En Colombia la aporofobia es sistemática, campea tranquila como Pedro por su casa, de norte a sur, de este a oeste, entre hombres mirando al sudeste, entre mujeres al borde de un ataque de nervios, en las esquinas, en los semáforos, bajo el dulce neón enconfitado de una discoteca, porque el rechazo al pobre, al negro, al marginado, es norma, porque en esta patria mía, que en tiempos de sororidad, de tercera ola y discursos de reivindicación de los derechos de la mujer, otra mujer, compara a una afrodescendiente con el primate gigante más famoso en la historia del séptimo arte y una barra brava la aviva con vituperios y porras, ¡Fanon sacúdete en tu cripta!
Son racistas, aporofóbicos, clasistas y excluyentes, los pálidos artistas privilegiados que consentidos por este estatus quo caníbal y despojador, viven convencidos de su valor e importancia, anulando al otro, excluyendo a los otros, mientras ratifican y ostentan su ‘inalienable’ derecho a su pedazo de ‘olimpo’, a su indiscutido parnaso de club y capital social.
Mi boca será la boca /de los desgraciados que no tienen boca/mi vida la libertad de aquellas que se desploman en el calabozo de la desesperación… Cantaba desde su orilla el poeta y pensadorDerek Walcott, quien luchó con ahínco contra los tres venenos, contra ese colonialismo impregnado en las mismas venas del pueblo como una especie de enfermedad sanguínea silenciosa.

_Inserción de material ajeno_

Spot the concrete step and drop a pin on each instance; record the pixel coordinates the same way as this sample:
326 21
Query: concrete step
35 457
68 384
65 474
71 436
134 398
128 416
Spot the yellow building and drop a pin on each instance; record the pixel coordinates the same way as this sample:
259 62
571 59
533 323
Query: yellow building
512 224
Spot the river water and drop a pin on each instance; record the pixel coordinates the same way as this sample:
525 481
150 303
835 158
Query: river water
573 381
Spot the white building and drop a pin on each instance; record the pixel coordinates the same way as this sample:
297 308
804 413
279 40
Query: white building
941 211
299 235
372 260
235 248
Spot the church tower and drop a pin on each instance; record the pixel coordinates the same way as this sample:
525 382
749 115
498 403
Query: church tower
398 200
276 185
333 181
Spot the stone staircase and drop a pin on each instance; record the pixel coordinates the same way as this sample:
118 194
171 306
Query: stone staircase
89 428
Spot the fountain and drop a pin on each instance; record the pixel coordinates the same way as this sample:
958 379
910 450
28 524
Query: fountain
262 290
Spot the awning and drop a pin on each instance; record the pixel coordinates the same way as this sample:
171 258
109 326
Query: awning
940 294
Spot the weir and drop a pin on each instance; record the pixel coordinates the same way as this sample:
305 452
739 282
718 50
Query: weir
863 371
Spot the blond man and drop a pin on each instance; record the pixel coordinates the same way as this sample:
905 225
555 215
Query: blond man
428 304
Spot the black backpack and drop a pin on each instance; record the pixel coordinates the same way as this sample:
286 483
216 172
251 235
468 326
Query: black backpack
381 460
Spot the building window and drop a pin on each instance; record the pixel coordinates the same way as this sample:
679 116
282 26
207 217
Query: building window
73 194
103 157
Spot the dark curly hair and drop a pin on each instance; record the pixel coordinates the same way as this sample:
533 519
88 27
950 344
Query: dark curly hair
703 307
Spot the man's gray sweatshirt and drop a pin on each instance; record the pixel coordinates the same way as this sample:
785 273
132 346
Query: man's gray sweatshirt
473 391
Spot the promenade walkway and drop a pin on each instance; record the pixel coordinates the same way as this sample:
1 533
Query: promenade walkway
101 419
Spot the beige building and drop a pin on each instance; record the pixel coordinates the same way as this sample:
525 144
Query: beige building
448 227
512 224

Al despertar los venenos estaban allí, porque importa poco o nada la otredad, el otro, los otros, su reconocimiento, porque aquí importa poco o nada la alteridad, la condición y la importancia del otro, porque aquí sigue importando más el estatus social o el color de la piel.
En lo personal creo aquí no va a cambiar nada, porque lo que es a este País de las Maravillas, con sus Alicias desplazadas, ¡hace tiempo que se lo llevó el putas! Y no alcanzarán la luz poética de miles de Walcotts o Césaire para aplicarle a esta patria querida de mis amores una cura definitiva que la libere de sus tres venenos.